This directory contains the complete analysis pipeline for the TransCisPredict framework - a comprehensive approach to protein expression weights estimation that incorporates both cis- and trans- variants for performing proteome-wide association studies (PWAS) with predicted protein expression levels. The pipeline consists of eight sequential steps, each implemented as a standalone R script with standardized configuration sections.
Required R packages:
- tidyverse - Data manipulation and visualization
- data.table - High-performance data processing
- plink2R - Genotype data handling
- pecotmr - Statistical methods implementation
- rsample - Cross-validation and resampling
- broom - Model output formatting
- broom.mixed - Mixed model output formatting
- janitor - Data cleaning utilities
- geepack - Generalized estimating equations
- igraph - Graph analysis for kinship matrices
- future - Parallel processing framework
- furrr - Future-based parallel mapping
- R.utils - Additional utility functions
-
Sequential Execution: Run steps 1-8 in order, as each step depends on outputs from previous steps.
-
Path Configuration: Each script has a standardized CONFIGURATION section at the top. Modify the placeholder paths for your environment:
- Input data directories
- Output directories
- Genotype data locations
- Reference files
-
No Additional Setup Required: After configuring paths, scripts run autonomously without requiring further user input.
Script: step1_process_olink_data.R
Process raw protein expression levels, perform quality control, and create individual protein expression files.
Script: step2_covariate_regression.R
Remove covariate effects, e.g., age, sex, age×sex, body mass index (BMI), genetic ancestry principal components (PCs) 1-20, from protein expression to generate normalized protein expression (NPX) residuals for each protein.

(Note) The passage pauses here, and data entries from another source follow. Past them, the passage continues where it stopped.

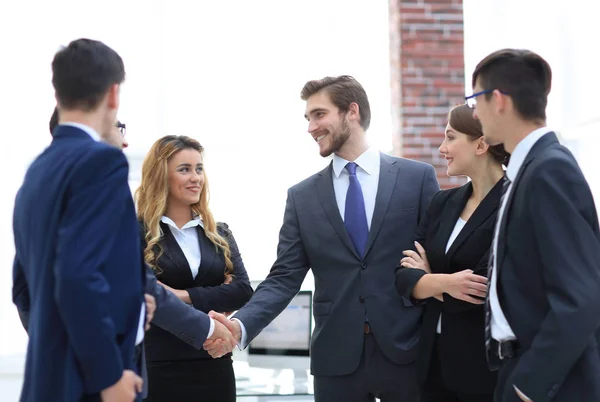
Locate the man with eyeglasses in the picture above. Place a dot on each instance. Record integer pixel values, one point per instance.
(167, 311)
(117, 137)
(543, 307)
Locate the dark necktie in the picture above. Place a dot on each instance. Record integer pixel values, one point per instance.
(355, 217)
(488, 310)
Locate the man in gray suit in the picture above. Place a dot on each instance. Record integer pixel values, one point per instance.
(349, 223)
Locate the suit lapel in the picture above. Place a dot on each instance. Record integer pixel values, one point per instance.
(387, 179)
(537, 148)
(487, 207)
(324, 183)
(174, 255)
(454, 207)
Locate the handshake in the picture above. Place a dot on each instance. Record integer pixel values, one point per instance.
(226, 335)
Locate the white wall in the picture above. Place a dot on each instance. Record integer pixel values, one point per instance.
(566, 34)
(228, 73)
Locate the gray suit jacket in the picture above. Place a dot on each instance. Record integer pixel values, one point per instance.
(347, 287)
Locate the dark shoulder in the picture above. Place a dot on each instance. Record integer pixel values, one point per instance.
(309, 181)
(223, 230)
(441, 197)
(405, 163)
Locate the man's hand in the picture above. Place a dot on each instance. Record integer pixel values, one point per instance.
(521, 395)
(226, 336)
(125, 390)
(150, 309)
(416, 260)
(182, 295)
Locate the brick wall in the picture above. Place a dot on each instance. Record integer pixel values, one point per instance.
(427, 77)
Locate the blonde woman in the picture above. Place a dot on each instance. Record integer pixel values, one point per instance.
(195, 258)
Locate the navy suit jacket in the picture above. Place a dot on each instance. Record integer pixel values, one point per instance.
(78, 274)
(548, 268)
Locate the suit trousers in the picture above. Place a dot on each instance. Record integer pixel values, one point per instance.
(375, 377)
(200, 380)
(437, 390)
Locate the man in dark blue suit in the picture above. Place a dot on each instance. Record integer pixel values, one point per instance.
(77, 244)
(543, 307)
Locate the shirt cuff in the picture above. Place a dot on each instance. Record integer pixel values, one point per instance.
(521, 395)
(242, 345)
(212, 328)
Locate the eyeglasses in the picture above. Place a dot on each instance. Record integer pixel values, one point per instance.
(121, 127)
(471, 100)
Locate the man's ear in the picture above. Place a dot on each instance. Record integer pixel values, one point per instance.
(112, 97)
(482, 146)
(353, 113)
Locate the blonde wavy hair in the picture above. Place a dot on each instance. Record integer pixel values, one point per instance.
(151, 199)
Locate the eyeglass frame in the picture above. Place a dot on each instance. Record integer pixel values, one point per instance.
(122, 128)
(476, 94)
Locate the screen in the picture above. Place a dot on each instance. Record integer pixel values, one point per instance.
(289, 333)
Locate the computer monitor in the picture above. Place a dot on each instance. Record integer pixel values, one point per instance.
(285, 342)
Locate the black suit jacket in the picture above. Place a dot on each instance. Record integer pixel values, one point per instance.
(462, 348)
(206, 290)
(548, 268)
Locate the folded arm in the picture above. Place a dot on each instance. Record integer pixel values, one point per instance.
(20, 293)
(226, 297)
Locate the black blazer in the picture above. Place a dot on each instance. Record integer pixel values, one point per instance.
(549, 277)
(462, 342)
(206, 291)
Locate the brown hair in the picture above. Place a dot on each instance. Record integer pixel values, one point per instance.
(522, 74)
(151, 198)
(461, 119)
(343, 91)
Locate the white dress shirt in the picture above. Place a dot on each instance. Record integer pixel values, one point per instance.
(187, 239)
(367, 173)
(139, 337)
(500, 328)
(460, 224)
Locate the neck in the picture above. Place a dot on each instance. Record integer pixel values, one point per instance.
(354, 146)
(90, 119)
(179, 214)
(485, 180)
(520, 131)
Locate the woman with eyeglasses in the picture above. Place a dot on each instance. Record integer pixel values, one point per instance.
(449, 269)
(195, 258)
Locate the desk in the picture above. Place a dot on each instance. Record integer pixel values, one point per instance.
(273, 385)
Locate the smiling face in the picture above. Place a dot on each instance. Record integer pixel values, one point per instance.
(460, 151)
(328, 127)
(186, 177)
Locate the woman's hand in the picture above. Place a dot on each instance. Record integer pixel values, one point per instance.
(416, 260)
(464, 285)
(182, 295)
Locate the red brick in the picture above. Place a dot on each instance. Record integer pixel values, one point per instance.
(428, 71)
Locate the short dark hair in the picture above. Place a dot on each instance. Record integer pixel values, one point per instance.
(343, 91)
(53, 120)
(83, 72)
(522, 74)
(461, 119)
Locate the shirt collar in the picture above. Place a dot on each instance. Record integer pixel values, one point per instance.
(197, 221)
(91, 132)
(368, 161)
(522, 150)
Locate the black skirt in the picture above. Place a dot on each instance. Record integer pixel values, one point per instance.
(205, 380)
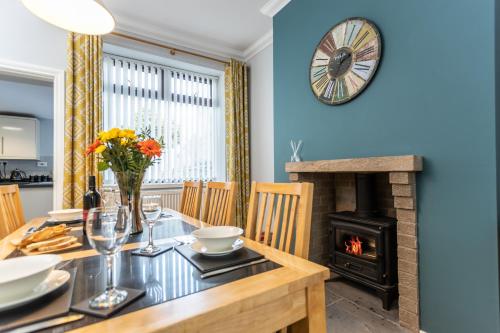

Script: step3_LD_block_selection.R
Identify genomic regions with significant genetic signal using false discovery rate (FDR)-based selection to include in weight estimation.
Script: step4_cross_validation.R
Perform cross-validation to evaluate multiple statistical methods (BayesR, SuSiE, LASSO, and Elastic Net) for protein prediction using both cis- and trans- variants.
Scripts:
- step5a_evaluate_cv_performance.R - Evaluate cross-validation performance for four methods per protein
- step5b_identify_best_method.R - Select optimal method for each protein
-
step5c_summarize_all_methods.R - Generate a comprehensive results summary for all proteins (optional), e.g.,
$CV-r$ and$CV-R^2$
Evaluate cross-validation results and identifies the "optimal" method for each protein.
Script: step6_whole_sample_analysis.R
Estimate the weights using the complete reference sample applying the "optimal" method identified for each protein.
Scripts:
- step7a_predict_npx_population.R - Predict NPX residuals for each protein for every individual in the target sample
- step7b_combine_npx_files.R - Combine all proteins predicted NPX residual levels into a single file
Apply weights to predict NPX residual levels in the target sample.
Script: step8_pwas_analysis.R
Perform proteome-wide association studies using generalized estimating equations (GEE) to test associations between predicted NPX residual levels and complex traits.
Directory: utilities/ Scripts:
- pqtl_functions.R - Core utility functions for data processing and genetic prediction
- pqtl_weights.R - Statistical method implementations (BayesR, SuSiE, LASSO, and Elastic Net)
- timing_function.R - Runtime calculation utilities
Contain common functions and method implementations used throughout the pipeline.